Angela has always known she has DS, just like she's always known she has brown hair and eyes. When she was really little, before we said anything to her about DS, she would pick out toddlers in her picture books that had DS and say, "Me, me!" as if she was seeing a picture of herself. I would say, "That girl does look a lot like you, doesn't she. I don't know that little girl's name though." and then we'd move on. When she got a little older I'd add, "She does look like you doesn't she. She has Down syndrome just like you do." and then we'd move on. I didn't want to ignore the fact that Angela was seeing the similarities.
When Angela got older and into preschool, I thought it was interesting that the kids with DS tended to gravitate toward each other, and the same happened in Special Olympics too. All these years later I still see it. We don't talk about DS very much with Angela, but once in awhile she will ask about one of her friends. The conversations usually go something like this:
"Mom. My friend Karly has Down syndrome."
"Yes, Karly has Down syndrome."
"Sarah. Does Sarah have Down syndrome?"
"No. Sarah doesn't have Down syndrome."
And so we talk about how her friends who have DS have eyes that look a lot like hers, and sometimes her friends with DS talk a lot like her, or maybe smile a lot like her. And for awhile, she gets it.

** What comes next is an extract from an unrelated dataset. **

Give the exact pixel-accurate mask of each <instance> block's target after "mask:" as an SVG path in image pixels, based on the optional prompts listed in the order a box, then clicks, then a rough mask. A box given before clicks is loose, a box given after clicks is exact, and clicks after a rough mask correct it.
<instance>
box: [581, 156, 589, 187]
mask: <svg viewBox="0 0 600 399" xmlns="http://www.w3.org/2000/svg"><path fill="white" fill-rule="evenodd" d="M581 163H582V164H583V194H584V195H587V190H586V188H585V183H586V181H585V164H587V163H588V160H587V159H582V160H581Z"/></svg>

But driving to camp yesterday was one long lesson in DS.
"Is Adam going to camp? Adam has Down syndrome."
"Yes, Adam has Down syndrome, so he CAN go to camp, but I don't know if his mom signed him up."

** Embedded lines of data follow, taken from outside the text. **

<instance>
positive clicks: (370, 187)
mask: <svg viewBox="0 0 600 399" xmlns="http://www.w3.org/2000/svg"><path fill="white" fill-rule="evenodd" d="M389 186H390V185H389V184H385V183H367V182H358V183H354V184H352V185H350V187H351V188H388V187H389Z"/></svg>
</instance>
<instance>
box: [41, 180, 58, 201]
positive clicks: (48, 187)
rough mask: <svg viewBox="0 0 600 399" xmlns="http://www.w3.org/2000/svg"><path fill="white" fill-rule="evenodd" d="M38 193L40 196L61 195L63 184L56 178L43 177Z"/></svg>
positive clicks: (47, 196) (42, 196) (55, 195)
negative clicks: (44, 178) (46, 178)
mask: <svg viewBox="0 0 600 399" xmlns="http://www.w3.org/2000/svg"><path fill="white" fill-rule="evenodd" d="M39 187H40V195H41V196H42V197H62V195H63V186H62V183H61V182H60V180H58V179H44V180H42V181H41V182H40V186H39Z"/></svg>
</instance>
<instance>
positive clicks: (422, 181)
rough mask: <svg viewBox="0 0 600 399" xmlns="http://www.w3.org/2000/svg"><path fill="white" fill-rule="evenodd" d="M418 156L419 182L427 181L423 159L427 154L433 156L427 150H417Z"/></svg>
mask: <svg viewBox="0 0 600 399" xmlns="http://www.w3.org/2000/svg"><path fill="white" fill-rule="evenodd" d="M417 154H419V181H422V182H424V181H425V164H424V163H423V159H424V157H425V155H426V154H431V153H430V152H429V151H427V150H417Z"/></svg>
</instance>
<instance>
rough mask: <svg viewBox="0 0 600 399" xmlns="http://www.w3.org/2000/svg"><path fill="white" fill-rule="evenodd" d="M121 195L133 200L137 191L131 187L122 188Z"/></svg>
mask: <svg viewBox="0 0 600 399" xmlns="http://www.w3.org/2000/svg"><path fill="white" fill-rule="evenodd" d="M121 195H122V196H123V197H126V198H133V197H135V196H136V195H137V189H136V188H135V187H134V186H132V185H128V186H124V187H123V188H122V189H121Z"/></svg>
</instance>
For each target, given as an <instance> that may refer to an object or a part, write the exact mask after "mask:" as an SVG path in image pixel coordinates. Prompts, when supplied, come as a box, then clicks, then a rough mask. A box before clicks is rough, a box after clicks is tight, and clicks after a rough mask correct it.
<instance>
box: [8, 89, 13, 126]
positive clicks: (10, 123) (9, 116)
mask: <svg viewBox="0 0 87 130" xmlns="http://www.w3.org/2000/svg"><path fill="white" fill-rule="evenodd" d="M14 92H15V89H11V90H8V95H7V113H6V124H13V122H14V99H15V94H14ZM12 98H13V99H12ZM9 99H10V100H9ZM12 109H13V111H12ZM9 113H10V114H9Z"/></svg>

"Oh." .......looking out the window.....
"Is Austin my boyfriend going to camp?"
"Yes, Austin will be at camp."
"Austin has Down syndrome, right?"
"Yes, Austin has Down syndrome, so he can go to this camp."
"Is Laura going to camp?"
"No, Laura doesn't have Down syndrome. She won't be going to this camp."

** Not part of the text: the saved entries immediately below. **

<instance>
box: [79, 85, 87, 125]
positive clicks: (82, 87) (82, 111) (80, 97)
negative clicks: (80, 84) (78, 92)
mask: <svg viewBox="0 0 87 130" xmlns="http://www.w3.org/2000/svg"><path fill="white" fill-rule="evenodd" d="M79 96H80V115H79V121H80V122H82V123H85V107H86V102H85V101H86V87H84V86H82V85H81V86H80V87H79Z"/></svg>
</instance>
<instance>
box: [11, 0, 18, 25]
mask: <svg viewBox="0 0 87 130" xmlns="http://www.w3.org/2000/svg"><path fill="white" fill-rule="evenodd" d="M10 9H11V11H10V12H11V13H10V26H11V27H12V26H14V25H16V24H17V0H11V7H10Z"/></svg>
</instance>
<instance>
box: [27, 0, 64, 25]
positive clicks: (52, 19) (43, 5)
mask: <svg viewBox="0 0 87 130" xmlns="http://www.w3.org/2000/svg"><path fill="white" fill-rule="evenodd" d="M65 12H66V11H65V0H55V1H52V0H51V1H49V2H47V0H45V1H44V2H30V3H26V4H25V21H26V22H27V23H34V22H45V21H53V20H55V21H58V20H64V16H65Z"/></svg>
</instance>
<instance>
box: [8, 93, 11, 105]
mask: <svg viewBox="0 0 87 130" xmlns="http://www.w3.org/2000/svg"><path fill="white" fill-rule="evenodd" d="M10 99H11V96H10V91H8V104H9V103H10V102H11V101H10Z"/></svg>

"Oh....that's too bad. Poor Laura....(pretending to write a letter) Dear Laura, I'm sorry you don't have Down syndrome, Your friend, Angela."
"I have Down syndrome. And Karly....and Adam....and Zack....and Tanya....all have Down syndrome. All going to Down syndrome camp. SO COOL!"
So you see, having Down syndrome is very cool!
But next month she goes to a different camp (which is four hours the OTHER direction!) which is for kids with Cognitive Impairments in general, not just DS. For that we just say that any of her friends can go! LOL (though non of her friends go, because it's out of state and somehow when you drive 4 hours out of state it is more difficult than driving 4 hours "up North"!)